Further, this finding is consistent with our precedents stating views regarding restitution for criminal defendants. We previously have indicated that restitution is a form of criminal penalty. See United States v. Sleight, 808 F.2d 1012, 1020 (3d Cir.1987) (“While one purpose of restitution under the Federal Probation Act is to make the victim whole, restitution ... is imposed as a part of sentencing and remains inherently a criminal penalty.“); United States v. Palma, 760 F.2d 475, 478-79 (3d Cir.1985) (finding that restitution imposed under the VWPA is a criminal penalty, and distinguishing its imposition under the VWPA from a civil proceeding in which restitution is imposed).6 We have also noted that while criminal restitution resembles a civil remedy and has compensatory as well as punitive aspects, neither these resemblances to civil judgments, nor the compensatory purposes of criminal restitution, detract from its status as a form of criminal penalty when imposed as an integral part of sentencing. See United States v. Woods, 986 F.2d 669, 680-81 (3d Cir.1993); United States v. Kress, 944 F.2d 155, 157-59 (3d Cir.1991); United States v. Pollak, 844 F.2d 145, 152-53 (3d Cir.1988); see also United States v. Carrara, 49 F.3d 105, 108 (3d Cir.1995) (discussing the historical character and purposes of restitution in criminal law); Government of Virgin Islands v. Davis, 43 F.3d 41, 47 (3d Cir.1994) (describing the compensatory purposes of restitution under the VWPA).

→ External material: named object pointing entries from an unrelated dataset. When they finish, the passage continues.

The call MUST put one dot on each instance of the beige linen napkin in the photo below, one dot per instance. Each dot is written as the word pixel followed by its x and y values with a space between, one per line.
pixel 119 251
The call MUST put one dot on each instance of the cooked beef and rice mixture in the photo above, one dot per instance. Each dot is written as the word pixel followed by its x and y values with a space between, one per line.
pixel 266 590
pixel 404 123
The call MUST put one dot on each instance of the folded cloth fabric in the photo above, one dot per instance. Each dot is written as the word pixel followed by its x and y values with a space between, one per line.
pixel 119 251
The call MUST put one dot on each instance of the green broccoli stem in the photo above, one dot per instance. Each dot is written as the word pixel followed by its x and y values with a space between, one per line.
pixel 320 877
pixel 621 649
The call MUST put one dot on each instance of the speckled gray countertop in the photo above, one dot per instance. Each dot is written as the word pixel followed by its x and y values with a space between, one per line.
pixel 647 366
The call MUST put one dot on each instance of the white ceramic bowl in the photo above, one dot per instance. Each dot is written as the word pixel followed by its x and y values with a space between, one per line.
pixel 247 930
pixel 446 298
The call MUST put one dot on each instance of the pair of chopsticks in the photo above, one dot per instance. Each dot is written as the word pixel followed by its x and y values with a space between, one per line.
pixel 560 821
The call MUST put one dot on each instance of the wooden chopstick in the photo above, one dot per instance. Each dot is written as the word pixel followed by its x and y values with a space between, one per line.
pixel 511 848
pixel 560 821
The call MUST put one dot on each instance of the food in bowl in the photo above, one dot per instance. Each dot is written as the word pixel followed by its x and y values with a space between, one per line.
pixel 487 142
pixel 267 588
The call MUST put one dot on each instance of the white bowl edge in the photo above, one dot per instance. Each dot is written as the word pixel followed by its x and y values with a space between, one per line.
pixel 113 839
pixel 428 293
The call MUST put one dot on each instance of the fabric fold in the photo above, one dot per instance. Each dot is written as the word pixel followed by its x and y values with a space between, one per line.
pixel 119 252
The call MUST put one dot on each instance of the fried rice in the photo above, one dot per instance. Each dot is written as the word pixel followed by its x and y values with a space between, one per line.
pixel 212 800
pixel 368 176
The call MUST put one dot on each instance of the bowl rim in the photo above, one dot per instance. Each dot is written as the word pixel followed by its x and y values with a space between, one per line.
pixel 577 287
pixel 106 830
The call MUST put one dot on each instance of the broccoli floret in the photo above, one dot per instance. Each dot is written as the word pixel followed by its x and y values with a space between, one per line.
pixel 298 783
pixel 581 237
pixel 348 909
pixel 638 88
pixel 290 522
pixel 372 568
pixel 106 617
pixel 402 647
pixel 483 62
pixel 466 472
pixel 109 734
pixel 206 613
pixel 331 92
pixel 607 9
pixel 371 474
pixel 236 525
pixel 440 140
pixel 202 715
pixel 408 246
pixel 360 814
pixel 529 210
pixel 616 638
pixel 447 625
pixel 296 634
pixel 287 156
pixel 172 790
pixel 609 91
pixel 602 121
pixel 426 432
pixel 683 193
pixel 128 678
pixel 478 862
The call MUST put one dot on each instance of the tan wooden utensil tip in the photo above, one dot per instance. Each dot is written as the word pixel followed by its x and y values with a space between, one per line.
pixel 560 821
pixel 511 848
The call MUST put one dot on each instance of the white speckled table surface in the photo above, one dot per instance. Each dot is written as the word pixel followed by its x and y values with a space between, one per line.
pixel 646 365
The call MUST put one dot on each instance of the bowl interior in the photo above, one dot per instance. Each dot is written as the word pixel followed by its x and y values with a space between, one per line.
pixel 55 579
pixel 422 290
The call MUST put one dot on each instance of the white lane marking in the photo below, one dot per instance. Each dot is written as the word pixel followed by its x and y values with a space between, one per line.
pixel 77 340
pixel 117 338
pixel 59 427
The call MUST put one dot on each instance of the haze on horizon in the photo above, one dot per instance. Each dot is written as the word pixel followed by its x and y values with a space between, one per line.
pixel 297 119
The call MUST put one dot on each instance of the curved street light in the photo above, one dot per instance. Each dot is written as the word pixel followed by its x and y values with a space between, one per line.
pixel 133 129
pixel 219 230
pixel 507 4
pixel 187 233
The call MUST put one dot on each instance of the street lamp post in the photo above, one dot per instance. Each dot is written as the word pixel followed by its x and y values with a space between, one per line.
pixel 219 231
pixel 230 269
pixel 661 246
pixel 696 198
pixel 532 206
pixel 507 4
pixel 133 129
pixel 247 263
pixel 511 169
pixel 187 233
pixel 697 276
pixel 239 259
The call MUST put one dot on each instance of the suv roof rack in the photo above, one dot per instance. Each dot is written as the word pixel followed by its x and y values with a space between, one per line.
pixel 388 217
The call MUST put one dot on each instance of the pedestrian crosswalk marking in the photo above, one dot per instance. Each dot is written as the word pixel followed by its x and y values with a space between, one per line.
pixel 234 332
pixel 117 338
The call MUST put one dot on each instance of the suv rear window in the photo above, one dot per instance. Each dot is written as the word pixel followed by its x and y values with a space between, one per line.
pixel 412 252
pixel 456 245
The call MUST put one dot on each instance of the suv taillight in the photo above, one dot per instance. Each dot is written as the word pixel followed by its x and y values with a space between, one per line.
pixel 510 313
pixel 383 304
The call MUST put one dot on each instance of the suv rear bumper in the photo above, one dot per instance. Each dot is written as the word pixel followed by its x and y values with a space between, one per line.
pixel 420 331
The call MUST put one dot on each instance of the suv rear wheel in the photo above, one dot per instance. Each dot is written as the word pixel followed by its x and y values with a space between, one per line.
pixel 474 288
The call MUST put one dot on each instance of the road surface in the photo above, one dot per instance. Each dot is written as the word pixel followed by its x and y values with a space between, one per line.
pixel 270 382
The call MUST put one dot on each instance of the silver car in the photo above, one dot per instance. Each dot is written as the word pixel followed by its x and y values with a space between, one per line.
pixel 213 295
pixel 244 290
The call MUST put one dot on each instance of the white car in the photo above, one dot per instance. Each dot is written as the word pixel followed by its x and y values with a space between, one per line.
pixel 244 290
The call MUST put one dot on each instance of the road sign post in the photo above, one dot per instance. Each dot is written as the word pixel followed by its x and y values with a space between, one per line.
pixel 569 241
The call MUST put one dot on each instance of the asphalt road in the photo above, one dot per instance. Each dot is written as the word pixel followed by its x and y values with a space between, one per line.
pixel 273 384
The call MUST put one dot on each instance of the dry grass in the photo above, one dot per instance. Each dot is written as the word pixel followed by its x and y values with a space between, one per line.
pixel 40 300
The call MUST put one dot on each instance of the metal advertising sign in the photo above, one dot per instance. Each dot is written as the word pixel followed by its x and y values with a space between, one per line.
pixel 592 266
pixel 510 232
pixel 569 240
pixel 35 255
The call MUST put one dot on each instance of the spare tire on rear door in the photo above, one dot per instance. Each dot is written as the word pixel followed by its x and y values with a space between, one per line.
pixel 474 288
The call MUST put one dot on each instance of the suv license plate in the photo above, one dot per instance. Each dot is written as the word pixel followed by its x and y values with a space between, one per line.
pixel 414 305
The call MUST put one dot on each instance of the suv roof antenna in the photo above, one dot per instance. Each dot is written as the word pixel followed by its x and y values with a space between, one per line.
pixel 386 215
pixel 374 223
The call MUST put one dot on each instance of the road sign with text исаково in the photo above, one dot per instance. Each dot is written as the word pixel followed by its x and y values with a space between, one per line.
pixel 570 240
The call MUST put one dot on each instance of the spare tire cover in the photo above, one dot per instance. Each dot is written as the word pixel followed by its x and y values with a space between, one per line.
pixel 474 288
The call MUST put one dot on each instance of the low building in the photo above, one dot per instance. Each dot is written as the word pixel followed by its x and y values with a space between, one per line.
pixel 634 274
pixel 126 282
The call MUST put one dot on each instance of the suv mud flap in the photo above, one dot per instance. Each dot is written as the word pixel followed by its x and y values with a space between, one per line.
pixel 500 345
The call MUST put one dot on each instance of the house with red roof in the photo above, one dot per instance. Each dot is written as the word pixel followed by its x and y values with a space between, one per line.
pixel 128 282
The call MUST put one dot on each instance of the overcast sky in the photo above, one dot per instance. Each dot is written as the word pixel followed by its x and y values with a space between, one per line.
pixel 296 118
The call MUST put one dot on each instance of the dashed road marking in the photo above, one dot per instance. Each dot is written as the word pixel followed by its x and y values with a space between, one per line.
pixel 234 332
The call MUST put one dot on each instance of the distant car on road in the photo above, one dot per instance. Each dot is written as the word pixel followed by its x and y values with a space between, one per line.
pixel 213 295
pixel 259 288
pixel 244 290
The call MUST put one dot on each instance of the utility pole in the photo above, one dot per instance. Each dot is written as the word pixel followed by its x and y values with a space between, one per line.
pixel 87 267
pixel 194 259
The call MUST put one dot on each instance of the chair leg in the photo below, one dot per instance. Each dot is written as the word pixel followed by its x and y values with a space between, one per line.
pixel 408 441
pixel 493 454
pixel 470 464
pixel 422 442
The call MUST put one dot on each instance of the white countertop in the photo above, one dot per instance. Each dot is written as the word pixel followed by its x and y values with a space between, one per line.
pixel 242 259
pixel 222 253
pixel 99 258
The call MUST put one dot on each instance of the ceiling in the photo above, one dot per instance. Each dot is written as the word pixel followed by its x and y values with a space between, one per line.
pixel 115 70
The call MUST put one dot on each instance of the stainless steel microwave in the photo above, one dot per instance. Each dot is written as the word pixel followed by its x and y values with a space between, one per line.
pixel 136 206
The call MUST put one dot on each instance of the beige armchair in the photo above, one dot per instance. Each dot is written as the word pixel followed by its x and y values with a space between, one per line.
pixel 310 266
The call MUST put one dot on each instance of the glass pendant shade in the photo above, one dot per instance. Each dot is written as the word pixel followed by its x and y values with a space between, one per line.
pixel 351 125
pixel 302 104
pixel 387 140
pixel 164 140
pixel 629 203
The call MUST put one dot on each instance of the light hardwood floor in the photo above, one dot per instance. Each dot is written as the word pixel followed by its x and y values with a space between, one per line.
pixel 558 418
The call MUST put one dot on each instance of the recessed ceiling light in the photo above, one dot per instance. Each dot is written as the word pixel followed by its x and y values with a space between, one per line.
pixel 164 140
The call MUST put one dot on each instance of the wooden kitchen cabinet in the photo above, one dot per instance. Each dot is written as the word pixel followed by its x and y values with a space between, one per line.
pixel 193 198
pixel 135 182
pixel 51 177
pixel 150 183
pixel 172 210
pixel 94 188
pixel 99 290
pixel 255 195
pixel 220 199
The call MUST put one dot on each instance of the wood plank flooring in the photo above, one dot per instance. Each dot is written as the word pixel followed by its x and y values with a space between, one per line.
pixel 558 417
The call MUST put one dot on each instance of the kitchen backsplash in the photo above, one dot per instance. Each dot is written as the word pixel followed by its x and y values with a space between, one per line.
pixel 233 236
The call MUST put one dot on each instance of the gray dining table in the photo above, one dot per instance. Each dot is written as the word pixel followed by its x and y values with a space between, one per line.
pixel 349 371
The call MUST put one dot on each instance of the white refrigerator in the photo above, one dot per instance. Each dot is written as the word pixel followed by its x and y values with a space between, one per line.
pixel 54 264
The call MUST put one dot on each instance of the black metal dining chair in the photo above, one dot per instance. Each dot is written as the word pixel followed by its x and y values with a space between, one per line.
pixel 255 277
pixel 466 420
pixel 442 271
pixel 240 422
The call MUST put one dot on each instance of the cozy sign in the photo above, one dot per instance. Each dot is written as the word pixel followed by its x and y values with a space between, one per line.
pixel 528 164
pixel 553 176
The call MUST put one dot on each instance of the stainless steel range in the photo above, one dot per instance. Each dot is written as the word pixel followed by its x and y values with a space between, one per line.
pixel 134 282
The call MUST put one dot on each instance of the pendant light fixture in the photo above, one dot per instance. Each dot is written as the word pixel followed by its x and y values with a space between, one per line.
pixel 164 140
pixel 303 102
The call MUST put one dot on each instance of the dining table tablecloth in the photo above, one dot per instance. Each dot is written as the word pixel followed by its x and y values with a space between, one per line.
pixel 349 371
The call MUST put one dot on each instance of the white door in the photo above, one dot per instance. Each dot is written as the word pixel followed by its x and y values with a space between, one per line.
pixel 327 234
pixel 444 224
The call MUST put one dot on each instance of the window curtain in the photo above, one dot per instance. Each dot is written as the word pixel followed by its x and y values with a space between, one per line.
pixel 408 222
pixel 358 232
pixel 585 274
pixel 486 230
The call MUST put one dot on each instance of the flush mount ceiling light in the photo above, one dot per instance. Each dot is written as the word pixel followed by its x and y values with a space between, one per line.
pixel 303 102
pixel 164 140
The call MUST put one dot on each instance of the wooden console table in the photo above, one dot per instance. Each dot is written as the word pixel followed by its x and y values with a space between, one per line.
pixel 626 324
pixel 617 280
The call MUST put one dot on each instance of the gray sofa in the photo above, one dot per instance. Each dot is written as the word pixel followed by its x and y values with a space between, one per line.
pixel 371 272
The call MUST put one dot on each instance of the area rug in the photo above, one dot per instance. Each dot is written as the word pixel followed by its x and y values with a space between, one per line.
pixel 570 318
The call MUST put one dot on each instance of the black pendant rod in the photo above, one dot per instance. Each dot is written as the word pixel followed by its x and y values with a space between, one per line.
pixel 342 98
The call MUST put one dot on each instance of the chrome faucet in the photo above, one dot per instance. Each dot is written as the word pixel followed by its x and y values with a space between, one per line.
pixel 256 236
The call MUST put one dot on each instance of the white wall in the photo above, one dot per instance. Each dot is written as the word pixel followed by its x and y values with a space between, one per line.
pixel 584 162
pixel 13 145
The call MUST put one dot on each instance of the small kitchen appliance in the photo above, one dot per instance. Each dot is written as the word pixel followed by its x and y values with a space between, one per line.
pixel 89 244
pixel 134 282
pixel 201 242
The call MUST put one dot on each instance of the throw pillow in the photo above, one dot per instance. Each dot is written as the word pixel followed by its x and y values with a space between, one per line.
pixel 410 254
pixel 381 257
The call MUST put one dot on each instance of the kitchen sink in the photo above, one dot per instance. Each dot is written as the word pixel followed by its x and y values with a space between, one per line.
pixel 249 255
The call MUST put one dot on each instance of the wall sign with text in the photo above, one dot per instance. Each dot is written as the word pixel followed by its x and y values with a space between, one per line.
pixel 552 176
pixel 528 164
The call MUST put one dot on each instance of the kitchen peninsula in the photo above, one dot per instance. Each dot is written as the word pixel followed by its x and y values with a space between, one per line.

Based on the foregoing, we find that under the MVRA, restitution is punishment, and that the retrospective application of that punishment to Edwards under the facts of this case is a violation of the Ex Post Facto Clause and plain error.7 Accordingly, we will reverse the imposition of mandatory restitution and remand for the District Court to make the appropriate factual findings and determination of restitution under the VWPA for Edwards.